6sense leads on predictive intent scoring. Their Signalverse processes over 1 trillion daily signals into buying-stage predictions. Cognism's comparison positions 6sense as the choice for enterprise teams running advanced, intent-led GTM strategies. Pricing starts around $60K-$100K+ annually, so the business case needs to show clear pipeline lift.

Apollo.io combines prospecting, verification, and outreach in one workspace. The 275M+ contact database with built-in dialer starts at $49/user/month, making it the most accessible entry point for sales teams that need everything in one place. The trade-off is depth: you're getting breadth of function over best-in-class enrichment.
Cognism owns the European market. Their Diamond Data tier delivers human-verified mobiles connecting at 2-3x algorithmic rates, with GDPR compliance baked in. If your ICP includes UK and EU accounts, the compliance posture alone justifies the evaluation. Custom pricing typically runs $15K-$100K+ annually depending on seat count and data volume.
ZoomInfo remains the largest contact database at 320M+ contacts, with GTM Studio orchestrating 60+ third-party vendors. Amplemarket's testing reports 15% or higher bounce rates, which is worth factoring into your cost model. Enterprise teams with deep CRM and MAP integration requirements will find the most native connectors here.
Lusha serves individual SDRs and small teams running daily LinkedIn prospecting. The Chrome extension pulls verified emails and direct phones in one click. Free tier available; paid starts around $29/user/month. It's tactical, not strategic, but sometimes tactical is exactly what you need.
LeadGenius fills the gap when your ICP doesn't fit standard firmographic filters. Human researchers verify every record and build datasets for unusual criteria or non-English markets. Custom pricing runs $18K-$80K+ annually. If you're selling into niche verticals or emerging markets, this is where you go when algorithmic matching fails.
The Pilot Framework
Don't sign an annual contract based on a demo. Run a 30-day pilot with these gates:
- First, measure match rate against your actual target account list, not the vendor's sample data.

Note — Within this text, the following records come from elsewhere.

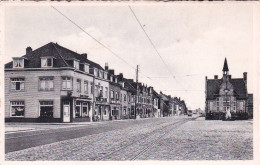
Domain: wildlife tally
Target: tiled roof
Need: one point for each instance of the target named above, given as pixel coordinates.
(250, 99)
(213, 87)
(60, 54)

- Second, track bounce rate on enriched records through a real outbound sequence.
- Third, calculate cost per incremental matched account by dividing pilot spend by net new matches above your baseline.
The sensitivity table matters here. If match rate drops 10 points from pilot to production (it often does), does the business case still hold? If bounce rate doubles when you scale volume, what's the impact on sender reputation and deliverability?
The Integration Tax
Every enrichment vendor adds integration overhead. Coffee's GTM analysis notes that high-performing teams look for native bi-directional CRM sync, not Zapier chains that fragment the tech stack. Before you evaluate data quality, map the integration architecture. A 95% match rate means nothing if the data never makes it into the systems where reps actually work.
The CFO-safe answer isn't the cheapest tool or the one with the biggest database. It's the one where you can show the math: cost per matched account, impact on pipeline velocity, and a clear path from pilot to production without hidden infrastructure costs.
Model it, pilot it, then scale what works. That's how enrichment becomes a revenue lever instead of another line item that finance questions every quarter.